Postoperative peritoneal adhesion (PPA) is a major clinical complication after open surgery or laparoscopic procedure.
Ligustrazine is the active ingredient extracted from the natural herb Ligusticum chuanxiong Hort, which has promising antiadhesion properties. This study is aimed at revealing the underlying mechanisms of
ligustrazine in preventing PPA at molecular and cellular levels. Both rat primary peritoneal mesothelial cells (PMCs) and human PMCs were used for analysis in vitro. Several molecular biological techniques were applied to uncover the potential mechanisms of
ligustrazine in preventing PPA. And molecular docking and site-directed mutagenesis assay were used to predict the binding sites of
ligustrazine with PPARγ. The bioinformatics analysis was further applied to identify the key pathway in the pathogenesis of PPA. Besides, PPA rodent models were prepared and developed to evaluate the novel
ligustrazine nanoparticles in vivo.
Ligustrazine could significantly suppress
hypoxia-induced PMC functions, such as restricting the production of profibrotic
cytokines, inhibiting the expression of migration and adhesion-associated molecules, repressing the expression of cytoskeleton
proteins, restricting
hypoxia-induced PMCs to obtain myofibroblast-like phenotypes, and reversing ECM remodeling and EMT phenotype transitions by activating PPARγ. The antagonist
GW9662 of PPARγ could restore the inhibitory effects of
ligustrazine on
hypoxia-induced PMC functions.
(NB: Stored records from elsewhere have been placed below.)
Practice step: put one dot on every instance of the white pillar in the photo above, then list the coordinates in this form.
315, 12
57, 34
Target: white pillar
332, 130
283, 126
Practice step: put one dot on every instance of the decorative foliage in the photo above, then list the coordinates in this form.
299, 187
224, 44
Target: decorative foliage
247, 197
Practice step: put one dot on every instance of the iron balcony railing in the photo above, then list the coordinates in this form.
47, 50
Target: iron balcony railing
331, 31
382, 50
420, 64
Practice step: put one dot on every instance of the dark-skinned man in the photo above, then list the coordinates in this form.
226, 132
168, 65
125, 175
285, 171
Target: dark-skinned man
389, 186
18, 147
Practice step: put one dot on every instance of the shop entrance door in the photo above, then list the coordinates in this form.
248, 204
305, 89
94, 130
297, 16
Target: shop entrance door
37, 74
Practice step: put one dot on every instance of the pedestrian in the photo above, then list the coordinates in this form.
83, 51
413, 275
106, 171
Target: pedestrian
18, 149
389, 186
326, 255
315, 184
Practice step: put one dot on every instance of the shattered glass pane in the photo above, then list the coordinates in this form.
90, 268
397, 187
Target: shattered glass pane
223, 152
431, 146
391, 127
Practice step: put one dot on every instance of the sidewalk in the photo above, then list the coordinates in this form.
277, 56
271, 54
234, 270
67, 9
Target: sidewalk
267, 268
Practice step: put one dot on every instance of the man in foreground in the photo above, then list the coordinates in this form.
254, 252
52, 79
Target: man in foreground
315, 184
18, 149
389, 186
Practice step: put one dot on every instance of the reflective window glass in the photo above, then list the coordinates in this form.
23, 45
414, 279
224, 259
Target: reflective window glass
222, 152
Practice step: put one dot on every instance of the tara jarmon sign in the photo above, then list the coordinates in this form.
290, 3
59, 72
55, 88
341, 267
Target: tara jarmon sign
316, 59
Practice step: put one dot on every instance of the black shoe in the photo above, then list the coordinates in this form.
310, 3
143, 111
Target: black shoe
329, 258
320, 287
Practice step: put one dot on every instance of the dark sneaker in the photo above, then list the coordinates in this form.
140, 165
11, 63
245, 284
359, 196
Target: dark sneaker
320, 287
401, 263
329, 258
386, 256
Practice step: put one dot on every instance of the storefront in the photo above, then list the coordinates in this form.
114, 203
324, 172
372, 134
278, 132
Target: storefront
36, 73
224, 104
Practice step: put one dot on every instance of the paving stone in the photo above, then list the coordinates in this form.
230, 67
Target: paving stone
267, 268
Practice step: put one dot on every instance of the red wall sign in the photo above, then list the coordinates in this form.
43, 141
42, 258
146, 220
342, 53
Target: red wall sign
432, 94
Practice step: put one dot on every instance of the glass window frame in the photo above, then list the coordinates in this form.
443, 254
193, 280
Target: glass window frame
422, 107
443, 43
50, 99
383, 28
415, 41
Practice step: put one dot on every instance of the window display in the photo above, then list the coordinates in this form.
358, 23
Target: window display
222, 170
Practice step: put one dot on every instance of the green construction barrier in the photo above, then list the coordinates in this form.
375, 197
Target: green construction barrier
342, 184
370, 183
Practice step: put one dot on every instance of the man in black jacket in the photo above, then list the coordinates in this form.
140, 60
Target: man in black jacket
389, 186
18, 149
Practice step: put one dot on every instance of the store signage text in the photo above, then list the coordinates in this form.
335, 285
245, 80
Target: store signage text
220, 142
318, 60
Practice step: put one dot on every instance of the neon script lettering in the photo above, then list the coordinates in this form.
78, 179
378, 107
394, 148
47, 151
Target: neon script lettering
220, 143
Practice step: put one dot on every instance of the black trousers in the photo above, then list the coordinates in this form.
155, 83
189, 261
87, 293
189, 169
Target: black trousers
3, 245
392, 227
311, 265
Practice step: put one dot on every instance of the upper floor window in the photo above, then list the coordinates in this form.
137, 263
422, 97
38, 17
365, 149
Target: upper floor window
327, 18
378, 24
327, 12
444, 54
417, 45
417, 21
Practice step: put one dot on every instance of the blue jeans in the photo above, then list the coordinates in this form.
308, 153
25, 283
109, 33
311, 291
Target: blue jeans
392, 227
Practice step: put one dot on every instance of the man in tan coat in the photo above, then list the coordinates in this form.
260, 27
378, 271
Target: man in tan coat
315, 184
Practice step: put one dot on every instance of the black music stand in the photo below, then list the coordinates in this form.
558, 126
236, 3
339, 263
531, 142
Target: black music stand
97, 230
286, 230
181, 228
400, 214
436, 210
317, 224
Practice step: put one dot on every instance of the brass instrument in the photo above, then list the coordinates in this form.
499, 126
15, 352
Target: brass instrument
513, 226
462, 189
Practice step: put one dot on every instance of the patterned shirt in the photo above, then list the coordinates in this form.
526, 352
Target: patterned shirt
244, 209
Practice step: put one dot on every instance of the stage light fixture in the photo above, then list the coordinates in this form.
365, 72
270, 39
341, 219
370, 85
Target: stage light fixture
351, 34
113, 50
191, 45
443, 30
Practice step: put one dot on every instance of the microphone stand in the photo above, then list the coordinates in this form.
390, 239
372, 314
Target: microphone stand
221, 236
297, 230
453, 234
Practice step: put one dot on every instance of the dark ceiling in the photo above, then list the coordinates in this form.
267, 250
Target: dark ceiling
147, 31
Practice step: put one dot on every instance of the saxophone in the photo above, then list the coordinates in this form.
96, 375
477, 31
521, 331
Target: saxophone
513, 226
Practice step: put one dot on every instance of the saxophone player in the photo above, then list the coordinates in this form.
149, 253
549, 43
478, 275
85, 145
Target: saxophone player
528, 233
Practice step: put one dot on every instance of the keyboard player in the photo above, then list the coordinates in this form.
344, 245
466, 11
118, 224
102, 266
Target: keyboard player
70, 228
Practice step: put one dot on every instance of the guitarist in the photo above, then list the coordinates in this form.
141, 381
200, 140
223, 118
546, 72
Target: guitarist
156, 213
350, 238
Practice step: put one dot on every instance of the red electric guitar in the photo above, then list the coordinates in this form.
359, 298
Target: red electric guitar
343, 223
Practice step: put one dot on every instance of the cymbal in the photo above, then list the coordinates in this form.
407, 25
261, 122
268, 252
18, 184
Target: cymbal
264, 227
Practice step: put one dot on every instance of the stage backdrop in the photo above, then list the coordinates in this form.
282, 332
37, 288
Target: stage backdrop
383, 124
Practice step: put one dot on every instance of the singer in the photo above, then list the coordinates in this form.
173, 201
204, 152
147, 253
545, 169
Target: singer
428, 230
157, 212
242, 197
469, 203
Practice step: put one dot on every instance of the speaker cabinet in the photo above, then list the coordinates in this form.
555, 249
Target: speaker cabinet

The inhibitor KC7F2 of HIF-1α could repress
hypoxia-induced PMC functions, and
ligustrazine could downregulate the expression of HIF-1α, which could be reversed by
GW9662. And the expression of HIF-1α inhibited by
ligustrazine was dramatically reversed after transfection with si-SMRT. The results showed that the benefit of
ligustrazine on PMC functions is contributed to the activation of PPARγ on the transrepression of HIF-1α in an SMRT-dependent manner. Molecular docking and site-directed mutagenesis tests uncovered that
ligustrazine bound directly to PPARγ, and Val 339/Ile 341 residue was critical for the binding of PPARγ to
ligustrazine. Besides, we discovered a novel nanoparticle agent with sustained release behavior, drug delivery efficiency, and good tissue penetration in PPA rodent models. Our study unravels a novel mechanism of
ligustrazine in preventing PPA. The findings indicated that
ligustrazine is a potential strategy for PPA formation and
ligustrazine nanoparticles are promising agents for preclinical application.